Figure 4. Sample segmented images using HSF-CNN

2.4 Grad-CAM classification

Much research has postulated that CNN's more profound interpretations can capture the finest high-level structures. In addition, CNN automatically retrains a few essential spatial data points that were dropped off in the fully-connected networks so that researchers may prioritize the ideal tradeoff among distinct spatial features and high-level interpretations in the final convolution operation.

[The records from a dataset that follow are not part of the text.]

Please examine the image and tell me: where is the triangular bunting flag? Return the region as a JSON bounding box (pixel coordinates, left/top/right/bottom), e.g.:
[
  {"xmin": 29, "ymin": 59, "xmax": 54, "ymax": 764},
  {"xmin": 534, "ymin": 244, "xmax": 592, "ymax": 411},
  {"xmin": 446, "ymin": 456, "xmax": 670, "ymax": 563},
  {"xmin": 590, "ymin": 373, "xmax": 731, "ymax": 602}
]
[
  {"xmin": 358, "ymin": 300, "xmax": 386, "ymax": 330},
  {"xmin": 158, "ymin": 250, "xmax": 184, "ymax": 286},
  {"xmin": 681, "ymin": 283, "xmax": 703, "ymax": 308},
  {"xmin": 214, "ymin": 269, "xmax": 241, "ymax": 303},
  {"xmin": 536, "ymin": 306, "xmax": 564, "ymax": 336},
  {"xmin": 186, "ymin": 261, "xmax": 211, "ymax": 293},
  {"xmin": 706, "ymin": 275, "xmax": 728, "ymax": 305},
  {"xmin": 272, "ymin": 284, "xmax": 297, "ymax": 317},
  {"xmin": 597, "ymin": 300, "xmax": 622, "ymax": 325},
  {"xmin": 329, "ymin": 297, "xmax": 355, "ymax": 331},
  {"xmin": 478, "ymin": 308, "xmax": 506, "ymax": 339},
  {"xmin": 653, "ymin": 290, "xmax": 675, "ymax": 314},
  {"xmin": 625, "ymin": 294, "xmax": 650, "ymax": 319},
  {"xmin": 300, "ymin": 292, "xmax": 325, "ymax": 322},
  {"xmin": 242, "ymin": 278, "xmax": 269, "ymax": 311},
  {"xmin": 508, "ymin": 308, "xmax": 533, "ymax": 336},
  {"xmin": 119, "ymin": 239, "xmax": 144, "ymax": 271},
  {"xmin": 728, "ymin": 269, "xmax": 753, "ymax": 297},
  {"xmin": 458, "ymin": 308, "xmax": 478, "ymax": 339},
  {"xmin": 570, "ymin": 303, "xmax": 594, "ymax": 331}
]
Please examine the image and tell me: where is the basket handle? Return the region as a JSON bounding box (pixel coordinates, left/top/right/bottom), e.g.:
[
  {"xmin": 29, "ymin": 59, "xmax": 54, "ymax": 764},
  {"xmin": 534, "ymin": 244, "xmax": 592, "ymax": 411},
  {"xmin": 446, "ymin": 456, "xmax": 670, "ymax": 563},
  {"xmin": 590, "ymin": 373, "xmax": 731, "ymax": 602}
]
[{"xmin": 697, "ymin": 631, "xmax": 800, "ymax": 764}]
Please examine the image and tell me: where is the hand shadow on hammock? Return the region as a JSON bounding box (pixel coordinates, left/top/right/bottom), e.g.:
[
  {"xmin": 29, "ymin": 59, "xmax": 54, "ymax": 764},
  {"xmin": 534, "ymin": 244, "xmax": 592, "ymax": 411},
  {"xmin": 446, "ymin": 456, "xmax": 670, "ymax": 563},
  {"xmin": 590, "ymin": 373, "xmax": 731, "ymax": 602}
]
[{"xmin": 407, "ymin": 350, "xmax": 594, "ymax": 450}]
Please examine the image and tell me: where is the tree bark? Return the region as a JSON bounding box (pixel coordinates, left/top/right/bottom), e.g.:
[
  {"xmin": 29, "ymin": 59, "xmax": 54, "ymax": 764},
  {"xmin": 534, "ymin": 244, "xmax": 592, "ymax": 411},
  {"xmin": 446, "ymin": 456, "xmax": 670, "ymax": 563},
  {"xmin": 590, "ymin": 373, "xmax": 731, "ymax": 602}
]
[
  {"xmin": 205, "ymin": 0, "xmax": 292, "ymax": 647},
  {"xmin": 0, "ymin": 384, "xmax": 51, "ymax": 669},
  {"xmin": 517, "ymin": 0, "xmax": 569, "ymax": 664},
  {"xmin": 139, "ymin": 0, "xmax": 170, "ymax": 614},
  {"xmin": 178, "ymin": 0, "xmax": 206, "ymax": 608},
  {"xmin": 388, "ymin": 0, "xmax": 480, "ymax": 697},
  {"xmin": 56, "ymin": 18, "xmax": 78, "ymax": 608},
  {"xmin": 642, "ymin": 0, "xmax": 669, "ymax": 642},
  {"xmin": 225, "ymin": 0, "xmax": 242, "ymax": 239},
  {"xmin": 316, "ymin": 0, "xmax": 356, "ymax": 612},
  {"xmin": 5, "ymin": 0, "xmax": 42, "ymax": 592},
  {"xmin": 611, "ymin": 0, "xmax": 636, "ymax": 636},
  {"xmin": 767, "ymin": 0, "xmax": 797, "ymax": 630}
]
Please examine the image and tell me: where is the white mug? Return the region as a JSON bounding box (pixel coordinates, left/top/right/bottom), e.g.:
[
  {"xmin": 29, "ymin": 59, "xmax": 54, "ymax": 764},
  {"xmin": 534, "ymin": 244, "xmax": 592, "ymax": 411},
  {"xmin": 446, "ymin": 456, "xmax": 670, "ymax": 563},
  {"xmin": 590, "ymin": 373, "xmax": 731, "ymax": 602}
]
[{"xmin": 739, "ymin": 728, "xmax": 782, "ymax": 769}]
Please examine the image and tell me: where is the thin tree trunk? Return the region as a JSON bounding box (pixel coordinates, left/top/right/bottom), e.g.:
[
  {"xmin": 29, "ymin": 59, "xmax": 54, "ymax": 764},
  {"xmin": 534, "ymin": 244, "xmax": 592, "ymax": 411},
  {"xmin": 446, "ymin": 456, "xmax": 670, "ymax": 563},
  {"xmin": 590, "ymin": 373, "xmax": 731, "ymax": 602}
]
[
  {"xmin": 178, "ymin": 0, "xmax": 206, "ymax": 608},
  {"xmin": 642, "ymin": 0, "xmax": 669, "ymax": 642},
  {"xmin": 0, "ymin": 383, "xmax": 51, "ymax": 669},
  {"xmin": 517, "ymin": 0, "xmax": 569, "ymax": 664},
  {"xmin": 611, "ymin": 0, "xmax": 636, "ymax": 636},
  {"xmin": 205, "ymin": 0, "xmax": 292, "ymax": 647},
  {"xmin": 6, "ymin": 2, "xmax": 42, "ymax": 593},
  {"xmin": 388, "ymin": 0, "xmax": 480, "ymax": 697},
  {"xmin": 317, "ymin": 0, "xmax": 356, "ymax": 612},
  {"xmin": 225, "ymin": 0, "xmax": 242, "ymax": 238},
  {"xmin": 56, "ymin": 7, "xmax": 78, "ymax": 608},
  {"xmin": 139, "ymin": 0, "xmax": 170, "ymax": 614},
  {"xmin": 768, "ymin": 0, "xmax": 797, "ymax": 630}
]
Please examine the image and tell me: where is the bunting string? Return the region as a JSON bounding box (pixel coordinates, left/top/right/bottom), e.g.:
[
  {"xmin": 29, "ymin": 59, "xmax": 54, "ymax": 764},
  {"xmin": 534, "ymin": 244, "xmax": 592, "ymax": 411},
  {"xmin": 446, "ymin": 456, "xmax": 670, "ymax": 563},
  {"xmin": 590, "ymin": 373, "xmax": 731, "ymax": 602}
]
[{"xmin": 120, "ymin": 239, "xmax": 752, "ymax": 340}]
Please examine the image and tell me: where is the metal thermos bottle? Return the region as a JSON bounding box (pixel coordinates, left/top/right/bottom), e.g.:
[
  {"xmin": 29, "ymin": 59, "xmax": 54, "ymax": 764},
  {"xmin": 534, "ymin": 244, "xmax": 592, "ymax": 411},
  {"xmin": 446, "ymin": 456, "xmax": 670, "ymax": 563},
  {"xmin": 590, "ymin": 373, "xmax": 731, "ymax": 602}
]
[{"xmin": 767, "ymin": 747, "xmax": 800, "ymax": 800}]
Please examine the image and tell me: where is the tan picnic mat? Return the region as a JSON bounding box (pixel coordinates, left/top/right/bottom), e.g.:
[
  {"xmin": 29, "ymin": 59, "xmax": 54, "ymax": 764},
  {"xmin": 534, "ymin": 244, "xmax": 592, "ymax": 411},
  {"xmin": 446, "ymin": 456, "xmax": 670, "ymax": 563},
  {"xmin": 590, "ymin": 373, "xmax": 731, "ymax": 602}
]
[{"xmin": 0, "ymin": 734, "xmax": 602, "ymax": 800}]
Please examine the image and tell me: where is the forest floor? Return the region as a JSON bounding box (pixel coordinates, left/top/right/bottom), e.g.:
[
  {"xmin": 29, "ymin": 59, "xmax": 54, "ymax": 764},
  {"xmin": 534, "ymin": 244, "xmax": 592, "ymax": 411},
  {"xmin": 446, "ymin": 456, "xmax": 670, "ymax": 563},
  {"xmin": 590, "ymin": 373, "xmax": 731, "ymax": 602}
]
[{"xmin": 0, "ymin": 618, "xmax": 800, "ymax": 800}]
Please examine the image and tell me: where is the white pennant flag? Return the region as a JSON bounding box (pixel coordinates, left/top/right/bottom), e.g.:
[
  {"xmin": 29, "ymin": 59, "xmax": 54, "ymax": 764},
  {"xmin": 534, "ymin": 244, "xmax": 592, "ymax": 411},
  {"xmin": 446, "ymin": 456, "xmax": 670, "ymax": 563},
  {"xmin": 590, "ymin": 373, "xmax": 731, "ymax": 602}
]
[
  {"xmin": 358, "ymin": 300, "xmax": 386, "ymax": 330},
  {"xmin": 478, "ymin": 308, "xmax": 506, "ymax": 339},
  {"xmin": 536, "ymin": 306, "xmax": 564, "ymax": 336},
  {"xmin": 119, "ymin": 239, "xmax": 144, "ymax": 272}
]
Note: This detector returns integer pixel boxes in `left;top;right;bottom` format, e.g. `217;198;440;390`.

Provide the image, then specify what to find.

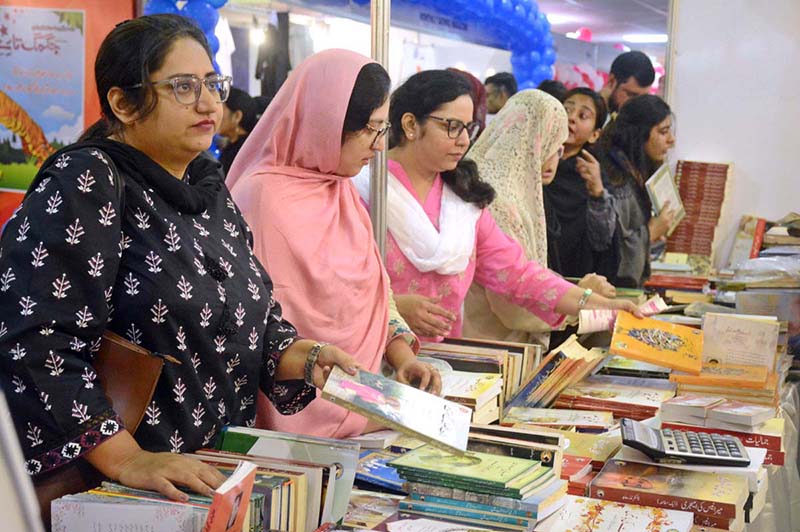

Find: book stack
214;427;359;531
506;335;606;409
536;496;694;532
589;459;750;531
51;462;256;532
554;375;675;420
390;445;567;530
501;406;614;433
608;312;703;375
669;364;781;406
667;161;731;259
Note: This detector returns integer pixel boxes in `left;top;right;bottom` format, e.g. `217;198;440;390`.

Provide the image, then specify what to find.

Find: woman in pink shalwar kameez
356;70;636;341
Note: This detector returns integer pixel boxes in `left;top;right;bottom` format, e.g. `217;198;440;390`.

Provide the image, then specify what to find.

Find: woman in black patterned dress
0;15;357;499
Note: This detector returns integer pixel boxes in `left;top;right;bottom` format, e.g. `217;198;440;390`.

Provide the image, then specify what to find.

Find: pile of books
554;375;675;420
51;462;260;532
506;335;606;409
390;445;567;530
589;459;750;531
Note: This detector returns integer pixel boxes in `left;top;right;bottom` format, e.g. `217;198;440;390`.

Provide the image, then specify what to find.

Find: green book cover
390;445;541;488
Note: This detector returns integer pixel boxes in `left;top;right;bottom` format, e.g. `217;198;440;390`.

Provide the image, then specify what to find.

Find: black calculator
621;419;750;467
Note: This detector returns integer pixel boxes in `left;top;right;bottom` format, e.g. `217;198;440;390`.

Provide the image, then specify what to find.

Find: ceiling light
622;33;669;44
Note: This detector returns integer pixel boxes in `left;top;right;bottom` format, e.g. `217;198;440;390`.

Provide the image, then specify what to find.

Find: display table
747;383;800;532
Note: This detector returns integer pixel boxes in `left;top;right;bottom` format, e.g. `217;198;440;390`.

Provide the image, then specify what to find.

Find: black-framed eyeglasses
426;115;481;142
128;74;232;105
364;122;392;148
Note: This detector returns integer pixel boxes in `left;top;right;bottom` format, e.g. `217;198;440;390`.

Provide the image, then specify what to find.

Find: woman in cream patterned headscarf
464;90;607;342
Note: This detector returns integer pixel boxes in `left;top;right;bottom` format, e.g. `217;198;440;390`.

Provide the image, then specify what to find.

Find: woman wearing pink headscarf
227;50;441;438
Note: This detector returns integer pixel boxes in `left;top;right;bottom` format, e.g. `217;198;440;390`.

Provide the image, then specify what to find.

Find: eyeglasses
128;74;231;105
427;115;481;142
364;122;392;148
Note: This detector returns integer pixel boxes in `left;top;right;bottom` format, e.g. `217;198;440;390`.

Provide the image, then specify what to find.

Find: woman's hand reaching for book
647;202;675;242
394;294;456;336
85;430;225;502
578;273;617;298
395;357;442;395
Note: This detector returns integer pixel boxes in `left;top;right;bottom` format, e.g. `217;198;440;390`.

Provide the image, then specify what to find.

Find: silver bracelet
303;342;330;386
578;288;592;309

Thus, to overcome such issues we incorporated Grad-CAM in the proposed model to classify the disorders. In contrast to CAM, Grad-CAM analyses each convolutional neuron towards a decision using the gradient data passing into the CNN's final layer (convoluted). To acquire the category-oriented discriminatory localized mapping with dimensions of ѱ and h for objective class c, it is essential to compute the gradient score for any c, relevant feature mapping of a convolutional layer. The 'W' assigned to neurons in the class label is derived from a global average pooling of the gradients riposting from those neurons.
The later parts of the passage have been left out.